In another particular embodiment, the liquid concentrate has a solid content of at least 40 wt. %, based on the total weight of the liquid concentrate.

In another particular embodiment, the liquid concentrate has a solid content of at least 50 wt. %, based on the total weight of the liquid concentrate.

Up to the point where the liquid concentrate is spray-dried to form the nutritional powder, the liquid concentrate may undergo further process steps that are well-known to a skilled person.

In a particular embodiment, the ingredients in the liquid concentrate (wet ingredients) are standardized, i.e. certain concentrations of the ingredients are adjusted.

In a particular embodiment, the liquid concentrate is thermally treated to reduce bacterial loads. This may be carried out by steam injection or by a heat exchanger. Afterwards, the liquid concentrate may be cooled.

In a particular embodiment, the liquid concentrate may be homogenized. A homogenization step may be suitable to obtain a stable emulsion in case the liquid concentrate comprises a polar and a non-polar phase that are not miscible. Suitable equipment for the homogenization of the liquid concentrate is well known to a skilled person. Moreover, the process according to the invention may also comprise more than one homogenization step, for example, two homogenization steps.

In a particular embodiment, the liquid concentrate is subjected to an evaporation step. Such an evaporation step may be suitable to produce a liquid concentrate with a desired solid content before the spray-drying is carried out. The evaporation step may lead to a liquid concentrate that has a solid content of at least 35 wt. %.

According to the inventive process, the spray-drying of the liquid concentrate is performed in the presence of solid carbohydrate particles.

In a particular embodiment, the liquid concentrate is sprayed into the top of a spray-drier, preferably with high-pressure swirl nozzles. The atomization pressure is typically between 50 to 300 bar, preferably 160 to 210 bar with the hot air being introduced at a temperature between 15° and 400° C., preferably between 25° and 340° C. Suitable spray-driers and spray-drying conditions are well known to a skilled person.

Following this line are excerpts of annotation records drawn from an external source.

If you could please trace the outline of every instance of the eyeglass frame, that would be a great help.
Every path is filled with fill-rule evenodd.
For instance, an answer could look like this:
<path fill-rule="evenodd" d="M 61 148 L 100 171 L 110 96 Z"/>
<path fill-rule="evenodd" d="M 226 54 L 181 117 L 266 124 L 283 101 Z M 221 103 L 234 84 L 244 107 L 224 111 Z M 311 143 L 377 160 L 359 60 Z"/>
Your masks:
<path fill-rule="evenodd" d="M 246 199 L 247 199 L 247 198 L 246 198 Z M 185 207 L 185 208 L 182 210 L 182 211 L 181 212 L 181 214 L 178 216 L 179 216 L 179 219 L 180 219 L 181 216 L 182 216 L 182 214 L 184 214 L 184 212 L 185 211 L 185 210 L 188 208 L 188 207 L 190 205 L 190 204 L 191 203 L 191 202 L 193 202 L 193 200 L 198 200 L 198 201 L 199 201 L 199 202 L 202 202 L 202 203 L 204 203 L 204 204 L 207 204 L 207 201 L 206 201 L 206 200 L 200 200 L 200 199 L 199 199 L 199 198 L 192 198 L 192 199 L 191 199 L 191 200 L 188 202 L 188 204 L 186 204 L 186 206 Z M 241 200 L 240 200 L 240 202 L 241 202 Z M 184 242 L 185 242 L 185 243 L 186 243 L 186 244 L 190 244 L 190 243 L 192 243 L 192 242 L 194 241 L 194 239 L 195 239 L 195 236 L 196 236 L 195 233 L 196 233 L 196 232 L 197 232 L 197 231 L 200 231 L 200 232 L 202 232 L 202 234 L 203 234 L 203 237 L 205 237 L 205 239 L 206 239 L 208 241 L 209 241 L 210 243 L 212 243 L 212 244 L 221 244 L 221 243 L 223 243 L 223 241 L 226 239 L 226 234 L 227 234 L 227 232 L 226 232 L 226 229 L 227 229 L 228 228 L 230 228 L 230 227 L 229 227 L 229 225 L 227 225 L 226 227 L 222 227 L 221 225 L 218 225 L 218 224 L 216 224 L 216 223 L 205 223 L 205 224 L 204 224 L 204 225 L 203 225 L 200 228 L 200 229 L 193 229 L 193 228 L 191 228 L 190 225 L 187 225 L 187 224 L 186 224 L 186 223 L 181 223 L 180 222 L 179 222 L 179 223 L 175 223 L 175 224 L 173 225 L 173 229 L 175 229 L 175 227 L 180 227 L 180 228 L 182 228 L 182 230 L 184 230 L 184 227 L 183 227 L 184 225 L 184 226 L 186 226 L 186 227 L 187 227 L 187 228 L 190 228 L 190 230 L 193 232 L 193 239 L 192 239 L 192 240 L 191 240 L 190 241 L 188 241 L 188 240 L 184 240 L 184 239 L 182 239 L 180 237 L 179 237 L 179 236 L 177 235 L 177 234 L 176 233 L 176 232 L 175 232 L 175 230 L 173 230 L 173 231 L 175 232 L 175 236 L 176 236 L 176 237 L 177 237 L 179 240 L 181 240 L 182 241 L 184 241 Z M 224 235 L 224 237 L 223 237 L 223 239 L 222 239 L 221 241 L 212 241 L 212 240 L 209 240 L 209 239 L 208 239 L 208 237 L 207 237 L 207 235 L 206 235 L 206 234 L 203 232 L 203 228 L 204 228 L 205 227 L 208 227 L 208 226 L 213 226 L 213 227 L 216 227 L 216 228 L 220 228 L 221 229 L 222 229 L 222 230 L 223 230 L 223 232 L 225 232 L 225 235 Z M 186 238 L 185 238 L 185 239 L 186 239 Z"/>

Suitable blowing equipment may be used to transport the solid carbohydrate particles into the spray-drier. Air blowers are particularly suitable. Alternatively, the dry ingredients may be mechanically transported to the spray-drier.

The location in the spray dryer at which the solid carbohydrate particles are introduced is not critical.

In a particular embodiment, the solid carbohydrate particles are blown into the zone of turbulence of the spray dryer. The precise location of this zone varies with the type of spray dryer, but the location and extent of the zone of turbulence of any given spray dryer will be well known to a person skilled in the art. Preferably, the zone of turbulence refers to the zone in the spray dryer where the agglomeration of the particles takes place.

In another particular embodiment, the solid carbohydrate particles may be introduced into the exhaust air ducts of the spray dryer.

Once introduced into the spray drier, the solid carbohydrate particles may agglomerate with the drying particles of the liquid concentrate to produce a homogeneous powdered product.